All endocrine irAEs that occurred and were described in our retrospective study were guideline-based treated and follow-up supervised [
59,
60]. In a real-life setting, it is essential to perfectly diagnose endocrine adverse events, as not all of them are immune-mediated, as our study entirely revealed.
In contrast with all the data presented above, we must stress that an ESMO open systematic review and meta-analysis of randomized trials found no statistically significant correlations between the ICI therapy effects on specific irAEs (i.e., endocrine) [
61]. Further data is needed to integrate these results.

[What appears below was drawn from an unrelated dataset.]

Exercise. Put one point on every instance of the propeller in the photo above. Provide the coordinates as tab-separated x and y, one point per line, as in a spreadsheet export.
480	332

The main limitations of our study stem from its retrospective nature, which cannot exclude potential confounders and is also not as accurate regarding the estimation of PFS and other parameters as prospective clinical trials. The retrospective design narrowed the opportunity of extended research and was restrained just to medical information filled up in the archive. It is a well known potential selection bias in a retrospective study but we used this method for database evaluation. As some patients were lost in the follow-up, essential data might have been missed (such as imaging data, laboratory tests, quality of life during ICI). We used several pertinent exclusion criteria to select a homogenous population of NSCLC patients, but this selection could also add potential selection bias. It was a relatively small sample size population evaluated for irAEs, and we did not provide (as they were not available) MRI or imaging data for irAE diagnostics or laboratory analysis of ACTH, ATPO or other biomarkers, as recommended in guidelines. It should also be noted that our study only enrolled patients with NSCLC from Romania, which limits generalizability of the results to other cancer types and/or other countries with potentially different patterns of clinical practice. This single tertiary-level hospital retrospective study might not be in line with medical experience from larger oncological Institutes. In-depth statistical analysis should be provided from this retrospective study to progress the understanding of the prognostic and predictive values of endocrine irAEs in immunotherapy-treated NSCLC patients in Romania.